Una mañana casi me doy de bruces contra Pompilio al cruzarme con él a la salida del baño. - Huy, perdona. Casi te aplasto... (le dije) - Entonces, el gnomo de los calcetines se puso a llorar desconsoladamente y poniéndose de rodillas me pidió perdón. - ¡Buaaaaa! ¡soy un traidor y tu una santa! (Jopé, me dije, de qué va la película)

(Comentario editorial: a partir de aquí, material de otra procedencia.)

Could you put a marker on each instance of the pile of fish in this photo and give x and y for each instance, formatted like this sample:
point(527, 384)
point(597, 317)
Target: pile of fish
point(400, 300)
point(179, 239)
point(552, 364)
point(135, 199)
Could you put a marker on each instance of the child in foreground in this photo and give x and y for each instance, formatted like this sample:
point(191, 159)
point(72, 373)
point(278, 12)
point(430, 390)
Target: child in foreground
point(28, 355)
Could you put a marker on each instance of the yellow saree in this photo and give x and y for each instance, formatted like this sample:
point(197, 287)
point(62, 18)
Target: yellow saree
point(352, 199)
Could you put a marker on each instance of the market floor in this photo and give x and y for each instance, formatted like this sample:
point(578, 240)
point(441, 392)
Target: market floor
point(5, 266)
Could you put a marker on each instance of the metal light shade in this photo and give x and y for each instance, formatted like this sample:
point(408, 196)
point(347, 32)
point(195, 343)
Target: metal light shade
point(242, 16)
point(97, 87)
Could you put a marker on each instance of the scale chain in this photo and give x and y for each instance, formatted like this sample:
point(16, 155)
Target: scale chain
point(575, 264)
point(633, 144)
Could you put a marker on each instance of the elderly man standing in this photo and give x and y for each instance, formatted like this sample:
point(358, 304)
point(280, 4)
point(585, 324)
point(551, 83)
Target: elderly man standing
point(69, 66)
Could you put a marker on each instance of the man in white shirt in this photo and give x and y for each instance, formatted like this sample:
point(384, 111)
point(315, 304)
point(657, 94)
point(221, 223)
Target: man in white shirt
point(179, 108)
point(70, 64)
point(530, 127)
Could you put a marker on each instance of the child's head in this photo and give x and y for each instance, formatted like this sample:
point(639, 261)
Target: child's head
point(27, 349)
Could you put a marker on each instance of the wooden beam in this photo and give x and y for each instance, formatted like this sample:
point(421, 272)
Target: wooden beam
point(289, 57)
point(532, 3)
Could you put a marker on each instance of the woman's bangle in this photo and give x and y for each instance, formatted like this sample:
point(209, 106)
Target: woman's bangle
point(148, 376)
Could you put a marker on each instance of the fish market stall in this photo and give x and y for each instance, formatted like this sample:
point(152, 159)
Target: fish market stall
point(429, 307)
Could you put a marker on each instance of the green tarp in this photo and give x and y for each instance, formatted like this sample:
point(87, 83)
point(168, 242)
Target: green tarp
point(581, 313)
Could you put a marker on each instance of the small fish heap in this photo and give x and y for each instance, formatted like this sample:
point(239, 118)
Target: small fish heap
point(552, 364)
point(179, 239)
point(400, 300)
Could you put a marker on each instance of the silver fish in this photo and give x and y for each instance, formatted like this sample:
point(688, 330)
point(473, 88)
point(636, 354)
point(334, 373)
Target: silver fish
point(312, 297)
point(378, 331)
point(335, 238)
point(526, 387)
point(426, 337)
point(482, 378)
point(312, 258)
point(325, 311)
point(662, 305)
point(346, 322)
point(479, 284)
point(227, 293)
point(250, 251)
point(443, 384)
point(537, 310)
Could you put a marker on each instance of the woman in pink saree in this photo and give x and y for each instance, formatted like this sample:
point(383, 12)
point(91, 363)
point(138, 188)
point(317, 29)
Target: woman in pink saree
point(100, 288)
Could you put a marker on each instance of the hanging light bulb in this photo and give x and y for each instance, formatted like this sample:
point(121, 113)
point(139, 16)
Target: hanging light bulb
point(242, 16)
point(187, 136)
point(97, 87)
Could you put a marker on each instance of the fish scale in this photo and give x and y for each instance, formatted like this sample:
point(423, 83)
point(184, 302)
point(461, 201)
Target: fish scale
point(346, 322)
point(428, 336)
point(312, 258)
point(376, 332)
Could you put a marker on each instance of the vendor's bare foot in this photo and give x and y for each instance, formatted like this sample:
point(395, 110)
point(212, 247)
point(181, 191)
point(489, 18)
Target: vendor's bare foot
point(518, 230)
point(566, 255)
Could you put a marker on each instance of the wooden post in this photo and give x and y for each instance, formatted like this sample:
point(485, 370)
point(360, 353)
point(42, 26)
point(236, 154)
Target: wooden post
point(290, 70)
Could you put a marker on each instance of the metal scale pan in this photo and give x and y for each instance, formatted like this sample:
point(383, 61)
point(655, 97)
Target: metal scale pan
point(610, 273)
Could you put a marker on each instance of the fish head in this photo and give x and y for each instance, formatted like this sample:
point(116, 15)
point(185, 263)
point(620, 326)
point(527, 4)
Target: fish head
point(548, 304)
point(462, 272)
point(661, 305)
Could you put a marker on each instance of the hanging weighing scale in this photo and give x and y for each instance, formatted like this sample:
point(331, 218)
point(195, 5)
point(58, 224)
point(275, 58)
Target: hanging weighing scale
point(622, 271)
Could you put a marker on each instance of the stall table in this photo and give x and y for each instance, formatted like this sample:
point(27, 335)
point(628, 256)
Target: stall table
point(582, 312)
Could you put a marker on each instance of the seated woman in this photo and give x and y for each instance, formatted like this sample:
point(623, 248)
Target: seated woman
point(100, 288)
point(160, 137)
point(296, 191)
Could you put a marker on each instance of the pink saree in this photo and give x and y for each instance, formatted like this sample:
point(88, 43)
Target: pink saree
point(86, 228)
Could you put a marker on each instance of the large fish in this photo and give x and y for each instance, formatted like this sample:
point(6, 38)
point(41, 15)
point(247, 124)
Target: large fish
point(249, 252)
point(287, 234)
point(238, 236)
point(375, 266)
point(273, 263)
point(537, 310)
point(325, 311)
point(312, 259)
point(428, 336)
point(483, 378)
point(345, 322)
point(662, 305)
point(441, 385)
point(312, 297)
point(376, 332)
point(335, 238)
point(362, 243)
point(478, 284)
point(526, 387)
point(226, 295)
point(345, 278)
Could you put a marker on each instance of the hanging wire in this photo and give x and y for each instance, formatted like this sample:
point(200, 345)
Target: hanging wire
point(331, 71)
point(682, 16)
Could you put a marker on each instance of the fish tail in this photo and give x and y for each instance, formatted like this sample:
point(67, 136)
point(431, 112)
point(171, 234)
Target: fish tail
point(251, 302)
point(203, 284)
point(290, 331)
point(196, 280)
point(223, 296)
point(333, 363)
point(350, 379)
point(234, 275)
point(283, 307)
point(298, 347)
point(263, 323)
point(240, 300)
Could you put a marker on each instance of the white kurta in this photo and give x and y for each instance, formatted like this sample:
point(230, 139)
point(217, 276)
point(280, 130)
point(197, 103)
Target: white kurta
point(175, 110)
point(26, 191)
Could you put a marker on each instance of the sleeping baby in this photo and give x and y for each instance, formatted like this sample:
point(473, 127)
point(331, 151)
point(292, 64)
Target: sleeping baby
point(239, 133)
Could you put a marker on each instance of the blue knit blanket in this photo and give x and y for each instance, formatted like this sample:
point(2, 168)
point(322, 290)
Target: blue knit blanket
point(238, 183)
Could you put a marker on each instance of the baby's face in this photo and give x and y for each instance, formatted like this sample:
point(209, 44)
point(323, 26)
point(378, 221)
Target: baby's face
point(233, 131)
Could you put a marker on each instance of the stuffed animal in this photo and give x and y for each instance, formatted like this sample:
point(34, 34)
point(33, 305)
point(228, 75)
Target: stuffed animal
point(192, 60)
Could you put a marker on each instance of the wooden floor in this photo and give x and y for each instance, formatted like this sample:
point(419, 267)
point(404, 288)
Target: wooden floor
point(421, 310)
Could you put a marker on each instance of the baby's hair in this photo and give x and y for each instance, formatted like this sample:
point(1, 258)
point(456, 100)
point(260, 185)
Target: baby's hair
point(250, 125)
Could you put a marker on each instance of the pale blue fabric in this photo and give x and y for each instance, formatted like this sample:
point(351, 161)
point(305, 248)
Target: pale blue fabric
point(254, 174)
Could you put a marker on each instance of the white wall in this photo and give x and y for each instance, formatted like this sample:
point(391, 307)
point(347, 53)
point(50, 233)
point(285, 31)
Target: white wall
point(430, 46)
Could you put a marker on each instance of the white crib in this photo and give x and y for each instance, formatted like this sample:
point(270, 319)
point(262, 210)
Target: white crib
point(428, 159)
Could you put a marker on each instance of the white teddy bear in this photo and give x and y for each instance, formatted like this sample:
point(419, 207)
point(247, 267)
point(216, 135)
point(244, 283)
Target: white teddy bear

Entre lamentos, hipos, jipíos y moqueos varios, Pompilio declaró que Andresito venía a casa cuando yo no estaba, registrándola tratando de averiguar "algo" del misterio del "pececito" - ¡Perdóname por no habértelo dicho, nena¡ - ¿Qué ha descubierto? - A la sirena - ¡¿Qué?!¿Por qué no lo evitaste? - Soy muy pequeño y Pascualita tiene un genio que hay que temerle... - ¡No me calientes la boca que yo puedo ser peor!
Entonces sonó el ruido de la llave de la puerta de casa. Metí a Pompilio en el bolsillo del delantal y me escondí en la despensa mientras le hacía señas a Pepe el jibarizado para que no me descubriera. El berrido, acompañado de gritos, llantos, saltos y demás episodios dramáticos que siguen a la mordedura de la sirena, sonaron como clarines. Cogí la botella de chinchón de la nevera y dije, tajante: ¡No dejes ni una gota! - Dentro de poco no recordará nada. Ni siquiera qué hace una nariz elefantina pegada a su cara y arrastrando por el suelo.